In a message to the Calgary Herald, Wawra, of Kalamazoo, Mich., describes what he felt was a dangerous confrontation with two men in Calgary's Nose Hill Park — for which he wished he had had his firearm.

Walking with his wife, the men approached Wawra and asked if the couple had been to the Stampede. After receiving no response, they asked Wawra again. He told them "Gentle-men, I have no need to talk with you, goodbye." The men looked "bewildered," he writes in the letter and likely had bad intentions indicated by their "aggressive, disrespectful and menacing manner."

While small talk is still legal in Canada, tourists aren't allowed to bring guns across the border.

Plenty of Canadians would argue that's because you don't need one and many readers found the story hard to believe, writing in to ask if it was a hoax.

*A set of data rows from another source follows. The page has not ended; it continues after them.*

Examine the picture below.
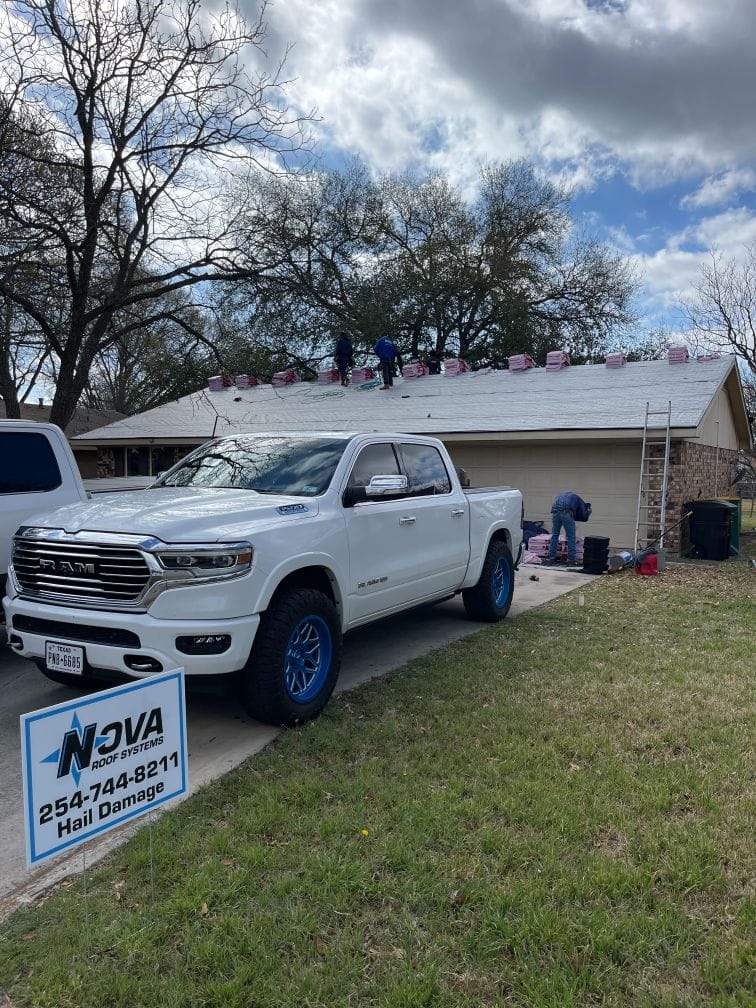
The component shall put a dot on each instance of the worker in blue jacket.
(386, 354)
(565, 510)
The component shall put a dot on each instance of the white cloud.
(717, 190)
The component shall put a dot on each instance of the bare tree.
(143, 113)
(723, 313)
(500, 275)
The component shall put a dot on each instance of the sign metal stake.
(86, 903)
(151, 862)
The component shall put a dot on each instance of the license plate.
(64, 657)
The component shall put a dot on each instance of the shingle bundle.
(413, 370)
(521, 362)
(616, 360)
(676, 355)
(556, 360)
(288, 377)
(455, 366)
(539, 545)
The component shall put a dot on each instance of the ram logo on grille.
(69, 567)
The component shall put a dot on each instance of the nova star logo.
(80, 744)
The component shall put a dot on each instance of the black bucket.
(710, 528)
(595, 554)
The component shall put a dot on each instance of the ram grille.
(58, 570)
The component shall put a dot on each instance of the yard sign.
(93, 763)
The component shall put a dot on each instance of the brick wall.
(696, 472)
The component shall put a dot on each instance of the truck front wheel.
(490, 599)
(294, 660)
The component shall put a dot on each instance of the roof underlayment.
(583, 398)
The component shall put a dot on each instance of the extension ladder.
(654, 475)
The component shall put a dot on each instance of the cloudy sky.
(645, 108)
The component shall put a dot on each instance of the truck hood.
(179, 514)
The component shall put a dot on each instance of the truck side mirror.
(386, 486)
(379, 486)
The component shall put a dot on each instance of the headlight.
(215, 560)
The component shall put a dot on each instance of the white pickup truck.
(252, 556)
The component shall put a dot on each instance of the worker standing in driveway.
(344, 356)
(385, 351)
(565, 510)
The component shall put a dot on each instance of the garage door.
(604, 473)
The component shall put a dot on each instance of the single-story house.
(544, 431)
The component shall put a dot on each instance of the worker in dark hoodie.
(565, 510)
(385, 351)
(344, 356)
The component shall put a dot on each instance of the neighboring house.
(578, 428)
(83, 420)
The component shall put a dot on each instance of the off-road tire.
(490, 599)
(301, 620)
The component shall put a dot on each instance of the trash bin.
(735, 525)
(711, 526)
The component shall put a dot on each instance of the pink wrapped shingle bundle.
(556, 360)
(288, 377)
(539, 544)
(521, 362)
(413, 370)
(455, 366)
(616, 360)
(676, 355)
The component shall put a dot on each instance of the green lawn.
(555, 811)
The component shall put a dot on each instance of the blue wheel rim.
(501, 582)
(307, 659)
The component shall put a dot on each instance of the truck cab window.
(28, 464)
(425, 471)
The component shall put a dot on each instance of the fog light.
(211, 643)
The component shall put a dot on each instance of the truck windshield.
(296, 467)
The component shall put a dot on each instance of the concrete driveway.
(220, 735)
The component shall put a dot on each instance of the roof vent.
(521, 362)
(360, 375)
(677, 355)
(556, 360)
(455, 366)
(616, 360)
(288, 377)
(414, 370)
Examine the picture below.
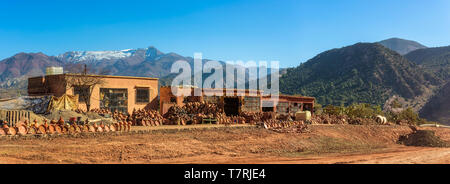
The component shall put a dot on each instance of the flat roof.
(103, 76)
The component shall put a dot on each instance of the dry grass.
(213, 144)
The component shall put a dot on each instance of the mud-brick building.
(235, 101)
(121, 93)
(288, 104)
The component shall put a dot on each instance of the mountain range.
(363, 72)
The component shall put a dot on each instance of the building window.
(142, 95)
(83, 93)
(114, 99)
(173, 100)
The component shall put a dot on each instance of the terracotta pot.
(91, 128)
(106, 128)
(58, 129)
(42, 129)
(12, 131)
(32, 131)
(2, 131)
(112, 128)
(51, 129)
(22, 130)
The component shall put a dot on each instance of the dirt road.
(345, 144)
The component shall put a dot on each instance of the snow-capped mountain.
(93, 56)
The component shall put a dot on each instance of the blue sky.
(290, 31)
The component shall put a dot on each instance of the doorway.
(231, 106)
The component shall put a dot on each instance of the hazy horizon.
(288, 31)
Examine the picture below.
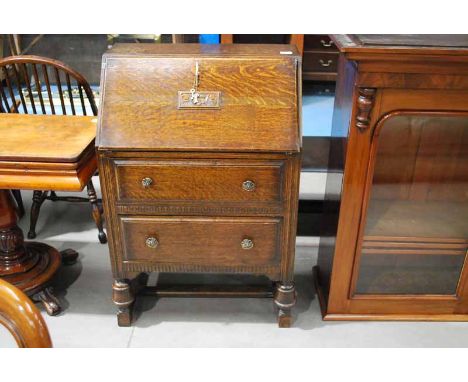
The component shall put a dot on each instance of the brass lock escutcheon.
(248, 185)
(151, 242)
(146, 182)
(197, 99)
(247, 243)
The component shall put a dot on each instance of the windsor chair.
(28, 87)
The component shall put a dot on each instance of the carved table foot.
(285, 299)
(49, 301)
(29, 266)
(124, 298)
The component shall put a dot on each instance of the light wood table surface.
(40, 152)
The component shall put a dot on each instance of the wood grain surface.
(45, 138)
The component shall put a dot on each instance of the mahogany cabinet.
(199, 160)
(395, 233)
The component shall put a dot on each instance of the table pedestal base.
(29, 266)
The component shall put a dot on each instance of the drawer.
(319, 41)
(320, 62)
(213, 180)
(190, 241)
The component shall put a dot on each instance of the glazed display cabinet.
(395, 235)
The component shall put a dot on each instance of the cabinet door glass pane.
(416, 231)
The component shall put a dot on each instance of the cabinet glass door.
(415, 234)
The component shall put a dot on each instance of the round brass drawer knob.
(247, 244)
(248, 185)
(152, 242)
(146, 182)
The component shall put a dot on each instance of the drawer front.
(320, 62)
(319, 42)
(216, 180)
(210, 242)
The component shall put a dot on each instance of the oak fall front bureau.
(199, 158)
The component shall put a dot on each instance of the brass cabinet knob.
(247, 244)
(248, 185)
(152, 242)
(146, 182)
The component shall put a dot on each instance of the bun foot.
(284, 319)
(285, 299)
(69, 256)
(124, 317)
(49, 301)
(124, 298)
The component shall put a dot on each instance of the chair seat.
(47, 152)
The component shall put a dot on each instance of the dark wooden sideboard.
(320, 58)
(395, 234)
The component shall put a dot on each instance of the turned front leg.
(285, 299)
(124, 298)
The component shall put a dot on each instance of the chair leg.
(97, 215)
(19, 202)
(38, 199)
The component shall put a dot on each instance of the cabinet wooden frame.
(395, 85)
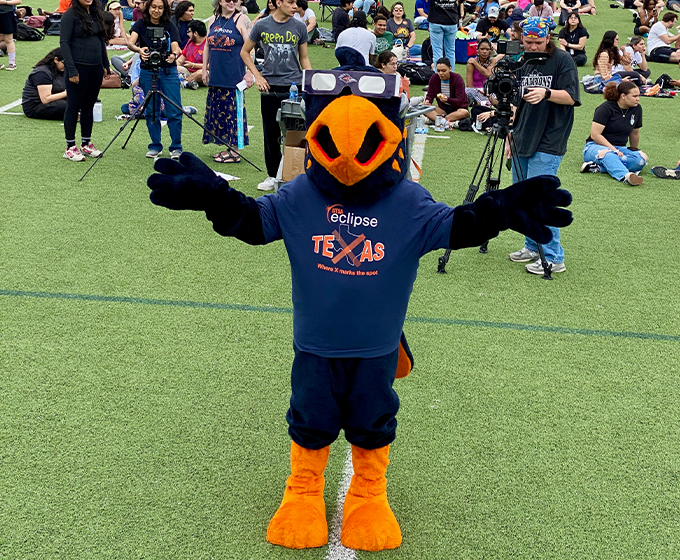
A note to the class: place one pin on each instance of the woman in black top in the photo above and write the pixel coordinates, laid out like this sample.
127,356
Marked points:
82,44
572,38
44,95
616,123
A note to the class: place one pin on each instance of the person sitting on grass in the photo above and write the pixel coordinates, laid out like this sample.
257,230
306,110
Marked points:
307,16
616,123
572,38
664,173
448,89
659,41
44,95
635,51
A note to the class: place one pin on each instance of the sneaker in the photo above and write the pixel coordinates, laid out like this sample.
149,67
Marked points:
90,151
632,179
537,267
267,185
590,167
664,173
523,255
73,154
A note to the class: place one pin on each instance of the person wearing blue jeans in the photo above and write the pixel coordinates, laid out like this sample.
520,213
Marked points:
542,125
364,5
443,18
156,16
168,83
616,124
540,164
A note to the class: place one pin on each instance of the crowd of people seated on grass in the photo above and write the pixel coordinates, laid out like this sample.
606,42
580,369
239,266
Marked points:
64,83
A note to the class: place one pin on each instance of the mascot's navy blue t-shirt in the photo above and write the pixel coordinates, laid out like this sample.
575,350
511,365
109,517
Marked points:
353,268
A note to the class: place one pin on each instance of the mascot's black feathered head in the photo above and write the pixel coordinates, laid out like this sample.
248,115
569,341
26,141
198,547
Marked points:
355,130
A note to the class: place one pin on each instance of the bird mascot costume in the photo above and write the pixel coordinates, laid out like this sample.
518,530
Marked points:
354,228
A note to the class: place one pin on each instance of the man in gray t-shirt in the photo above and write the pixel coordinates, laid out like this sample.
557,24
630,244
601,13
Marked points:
284,40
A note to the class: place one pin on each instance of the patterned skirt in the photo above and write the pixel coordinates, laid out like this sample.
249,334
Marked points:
220,117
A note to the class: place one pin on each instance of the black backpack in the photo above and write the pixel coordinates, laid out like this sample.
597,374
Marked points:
26,33
52,25
418,74
252,7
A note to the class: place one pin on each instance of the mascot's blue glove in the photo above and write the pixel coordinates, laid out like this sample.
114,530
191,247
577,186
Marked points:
189,184
527,207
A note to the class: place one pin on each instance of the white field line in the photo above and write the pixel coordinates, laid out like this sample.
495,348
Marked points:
335,549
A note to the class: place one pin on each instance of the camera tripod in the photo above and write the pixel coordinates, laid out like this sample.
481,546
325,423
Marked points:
491,166
153,96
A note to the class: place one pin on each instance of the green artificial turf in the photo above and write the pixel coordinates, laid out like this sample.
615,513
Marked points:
144,361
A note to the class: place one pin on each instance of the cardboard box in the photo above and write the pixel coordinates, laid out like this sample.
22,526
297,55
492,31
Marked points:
294,155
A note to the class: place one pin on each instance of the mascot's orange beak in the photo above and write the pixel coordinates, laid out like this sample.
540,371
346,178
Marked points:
351,138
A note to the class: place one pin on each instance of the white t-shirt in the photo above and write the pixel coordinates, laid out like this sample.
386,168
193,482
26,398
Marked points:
653,40
359,39
304,19
636,60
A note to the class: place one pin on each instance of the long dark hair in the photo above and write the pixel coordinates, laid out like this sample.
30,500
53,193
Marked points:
48,60
163,20
579,25
607,45
613,91
83,15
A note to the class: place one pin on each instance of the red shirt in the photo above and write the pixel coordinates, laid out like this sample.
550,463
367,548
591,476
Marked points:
194,53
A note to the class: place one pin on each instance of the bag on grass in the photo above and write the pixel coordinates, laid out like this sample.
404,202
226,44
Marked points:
52,25
111,81
418,73
27,33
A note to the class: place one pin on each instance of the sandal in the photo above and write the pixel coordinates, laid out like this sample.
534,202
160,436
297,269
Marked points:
226,157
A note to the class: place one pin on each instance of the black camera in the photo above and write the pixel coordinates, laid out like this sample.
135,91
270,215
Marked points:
158,48
503,83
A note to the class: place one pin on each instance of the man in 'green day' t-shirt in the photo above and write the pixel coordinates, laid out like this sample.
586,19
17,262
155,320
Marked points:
284,40
384,40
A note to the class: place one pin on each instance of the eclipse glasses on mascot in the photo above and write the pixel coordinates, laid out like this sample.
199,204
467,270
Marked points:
346,363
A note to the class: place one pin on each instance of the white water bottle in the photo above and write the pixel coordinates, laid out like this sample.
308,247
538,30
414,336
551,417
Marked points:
293,93
97,111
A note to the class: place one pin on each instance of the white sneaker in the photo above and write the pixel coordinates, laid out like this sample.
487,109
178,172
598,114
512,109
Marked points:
90,151
73,154
267,185
537,267
523,255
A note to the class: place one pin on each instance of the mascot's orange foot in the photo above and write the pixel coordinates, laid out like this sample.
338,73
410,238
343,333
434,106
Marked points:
300,521
368,522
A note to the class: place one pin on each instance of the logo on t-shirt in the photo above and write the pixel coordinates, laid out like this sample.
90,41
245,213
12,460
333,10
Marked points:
346,243
536,79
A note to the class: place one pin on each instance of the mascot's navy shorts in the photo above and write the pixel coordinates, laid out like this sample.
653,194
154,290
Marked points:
353,394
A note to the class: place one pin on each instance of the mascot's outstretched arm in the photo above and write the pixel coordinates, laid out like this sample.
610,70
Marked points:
189,184
526,207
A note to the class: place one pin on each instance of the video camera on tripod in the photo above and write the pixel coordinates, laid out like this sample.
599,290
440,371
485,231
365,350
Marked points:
504,84
159,48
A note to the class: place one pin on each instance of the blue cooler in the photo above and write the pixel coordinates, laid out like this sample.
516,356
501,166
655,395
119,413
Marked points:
465,49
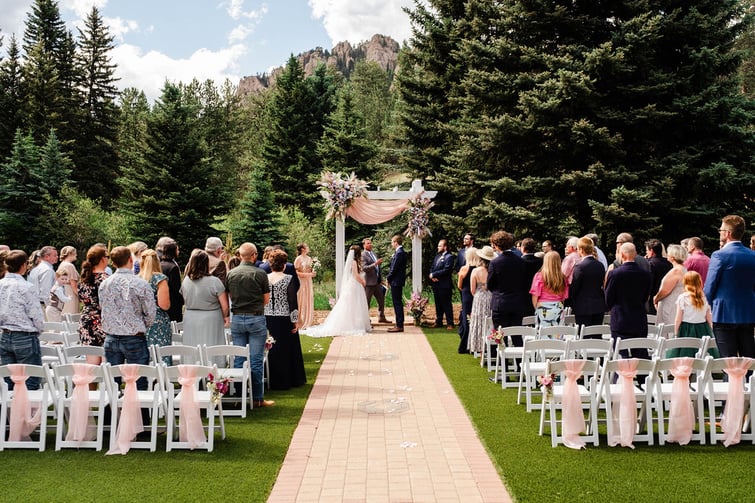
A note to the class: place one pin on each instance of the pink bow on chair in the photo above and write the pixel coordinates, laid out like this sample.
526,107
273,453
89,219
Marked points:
681,420
130,422
731,424
190,420
573,420
22,420
625,419
78,422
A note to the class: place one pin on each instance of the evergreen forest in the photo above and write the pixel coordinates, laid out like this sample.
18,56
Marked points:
546,118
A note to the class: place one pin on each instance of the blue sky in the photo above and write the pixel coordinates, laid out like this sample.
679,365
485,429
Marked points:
217,39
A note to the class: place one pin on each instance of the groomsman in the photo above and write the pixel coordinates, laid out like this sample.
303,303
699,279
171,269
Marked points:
440,276
396,278
373,284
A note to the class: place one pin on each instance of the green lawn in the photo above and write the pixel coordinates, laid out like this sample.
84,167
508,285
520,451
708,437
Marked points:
534,471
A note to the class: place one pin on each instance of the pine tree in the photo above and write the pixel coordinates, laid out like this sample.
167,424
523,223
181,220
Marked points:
96,158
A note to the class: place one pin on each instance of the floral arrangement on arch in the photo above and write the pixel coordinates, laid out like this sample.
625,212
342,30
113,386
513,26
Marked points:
419,216
218,387
496,336
339,192
416,306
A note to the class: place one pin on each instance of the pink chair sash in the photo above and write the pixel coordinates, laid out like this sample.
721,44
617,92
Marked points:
731,423
681,420
190,420
78,422
130,421
624,411
573,420
22,420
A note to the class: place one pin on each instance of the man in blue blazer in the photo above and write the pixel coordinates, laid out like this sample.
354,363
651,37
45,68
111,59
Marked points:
440,278
730,289
627,288
396,278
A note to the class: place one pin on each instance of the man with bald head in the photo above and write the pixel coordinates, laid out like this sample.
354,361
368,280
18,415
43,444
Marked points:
627,288
249,290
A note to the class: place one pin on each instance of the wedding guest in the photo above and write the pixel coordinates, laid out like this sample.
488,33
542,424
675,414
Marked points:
215,249
128,310
206,303
249,291
160,332
305,297
440,278
480,318
586,290
92,275
281,315
471,261
68,256
21,317
672,285
549,290
167,250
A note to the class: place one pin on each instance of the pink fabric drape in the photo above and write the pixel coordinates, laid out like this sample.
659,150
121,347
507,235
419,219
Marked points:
681,419
573,420
79,419
190,419
130,421
624,410
22,420
366,211
731,423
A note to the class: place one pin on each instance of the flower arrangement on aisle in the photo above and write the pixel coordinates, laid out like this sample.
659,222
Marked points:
546,384
419,217
269,342
496,336
218,387
416,306
339,192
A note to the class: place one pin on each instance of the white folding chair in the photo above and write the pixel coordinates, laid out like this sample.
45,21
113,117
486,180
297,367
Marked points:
75,354
535,355
595,332
223,356
507,356
612,386
189,355
37,404
152,398
718,390
553,400
560,332
663,395
171,376
81,411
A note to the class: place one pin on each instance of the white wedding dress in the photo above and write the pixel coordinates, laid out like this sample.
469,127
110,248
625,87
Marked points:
350,315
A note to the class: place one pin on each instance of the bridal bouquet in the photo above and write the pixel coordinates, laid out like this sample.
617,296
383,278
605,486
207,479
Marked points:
217,387
339,192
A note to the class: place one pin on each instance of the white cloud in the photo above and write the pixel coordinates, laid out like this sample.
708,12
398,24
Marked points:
149,71
357,21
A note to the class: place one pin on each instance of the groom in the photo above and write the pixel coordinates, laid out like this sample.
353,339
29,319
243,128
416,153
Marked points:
396,278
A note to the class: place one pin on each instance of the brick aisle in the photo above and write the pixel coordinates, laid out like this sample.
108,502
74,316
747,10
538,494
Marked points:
383,424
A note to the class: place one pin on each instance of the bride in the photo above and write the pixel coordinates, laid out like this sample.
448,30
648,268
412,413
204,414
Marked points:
350,315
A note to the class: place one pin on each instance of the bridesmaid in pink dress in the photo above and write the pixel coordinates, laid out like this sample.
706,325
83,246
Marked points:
305,297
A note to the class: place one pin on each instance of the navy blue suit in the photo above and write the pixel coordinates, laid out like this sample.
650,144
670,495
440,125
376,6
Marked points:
397,278
441,269
730,289
510,297
627,288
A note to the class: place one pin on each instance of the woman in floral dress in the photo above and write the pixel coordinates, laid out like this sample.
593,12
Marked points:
159,332
90,324
305,295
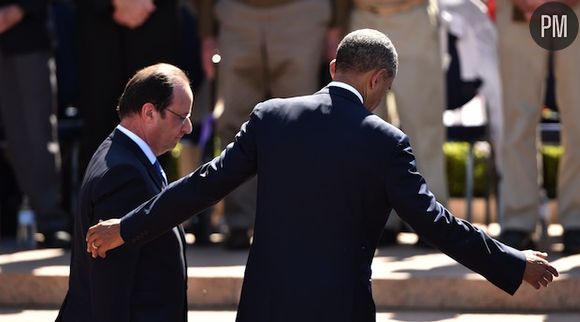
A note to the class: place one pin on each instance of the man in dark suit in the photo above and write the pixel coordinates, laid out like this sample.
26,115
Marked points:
145,283
329,172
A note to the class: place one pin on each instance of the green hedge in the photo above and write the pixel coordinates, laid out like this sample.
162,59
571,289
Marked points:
456,157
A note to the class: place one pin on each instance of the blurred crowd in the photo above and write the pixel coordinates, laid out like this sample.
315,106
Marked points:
63,65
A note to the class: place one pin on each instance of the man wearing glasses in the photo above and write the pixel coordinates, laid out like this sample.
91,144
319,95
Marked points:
135,283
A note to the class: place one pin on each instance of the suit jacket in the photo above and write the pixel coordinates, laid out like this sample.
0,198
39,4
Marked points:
329,172
145,283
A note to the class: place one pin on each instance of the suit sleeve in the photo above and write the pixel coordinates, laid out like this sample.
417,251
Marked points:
197,191
408,193
120,190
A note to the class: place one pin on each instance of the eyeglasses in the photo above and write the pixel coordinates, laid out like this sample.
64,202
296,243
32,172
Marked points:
181,117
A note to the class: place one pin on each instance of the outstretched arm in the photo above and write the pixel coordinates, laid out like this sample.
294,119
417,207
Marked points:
502,265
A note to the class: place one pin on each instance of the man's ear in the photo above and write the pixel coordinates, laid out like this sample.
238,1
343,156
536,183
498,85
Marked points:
148,112
332,68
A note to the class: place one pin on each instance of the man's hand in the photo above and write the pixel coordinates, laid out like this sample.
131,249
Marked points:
10,15
539,272
132,13
104,236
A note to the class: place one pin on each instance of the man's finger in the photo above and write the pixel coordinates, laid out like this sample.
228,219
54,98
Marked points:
102,252
542,255
552,270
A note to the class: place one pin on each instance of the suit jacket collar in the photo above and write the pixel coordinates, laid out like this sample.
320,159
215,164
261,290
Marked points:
342,92
121,138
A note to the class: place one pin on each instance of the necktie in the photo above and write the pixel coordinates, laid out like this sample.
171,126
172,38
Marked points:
160,172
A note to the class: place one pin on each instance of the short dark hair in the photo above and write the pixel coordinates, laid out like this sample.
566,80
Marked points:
367,49
153,84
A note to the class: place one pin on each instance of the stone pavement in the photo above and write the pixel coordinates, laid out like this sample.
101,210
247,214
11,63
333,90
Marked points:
404,278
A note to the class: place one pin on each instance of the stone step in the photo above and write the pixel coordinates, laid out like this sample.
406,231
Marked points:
404,277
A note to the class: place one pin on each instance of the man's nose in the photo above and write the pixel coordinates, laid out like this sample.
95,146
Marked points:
187,126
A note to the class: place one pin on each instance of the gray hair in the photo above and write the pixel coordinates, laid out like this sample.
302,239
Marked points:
367,49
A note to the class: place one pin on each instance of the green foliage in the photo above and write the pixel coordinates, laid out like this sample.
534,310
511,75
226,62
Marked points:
456,158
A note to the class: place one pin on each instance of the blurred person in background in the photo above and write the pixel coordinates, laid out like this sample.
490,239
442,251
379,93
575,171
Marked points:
524,70
268,48
28,106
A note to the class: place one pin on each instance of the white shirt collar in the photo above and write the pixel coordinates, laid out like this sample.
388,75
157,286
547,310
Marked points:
347,87
144,146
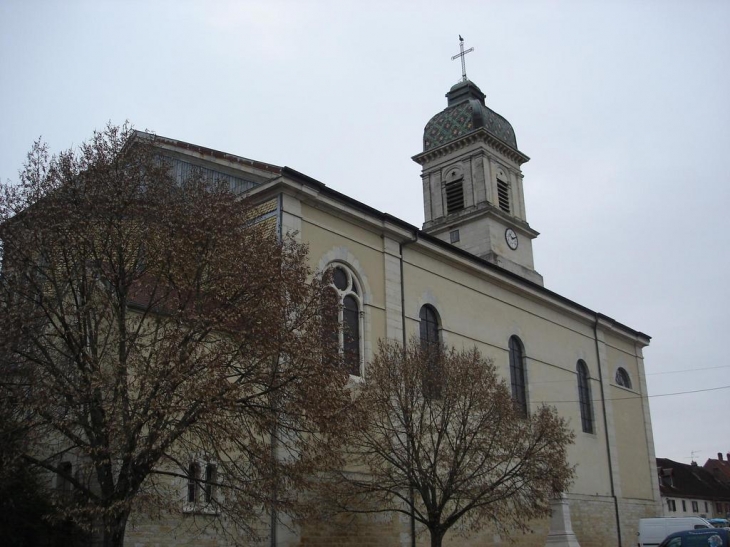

It's not.

Despite all the negative attention, including at least one threatening phone call to his home, Wawra told CBC he doesn't regret writing it.

The story has sparked the creation of a new Twitter hashtag, #NoseHillGentlemen. Gawker's headline captured the sentiments of most users: "American Becomes Laughing Stock of Canada."

The letter comes at a time when gun law debates are heating up across the U.S. and Canada, after shootings in Colorado, at Toronto's Eaton Centre and earlier this week at a Sikh temple in Wisconsin.

Undoubtedly, Wawra's letter will become a part of that discussion.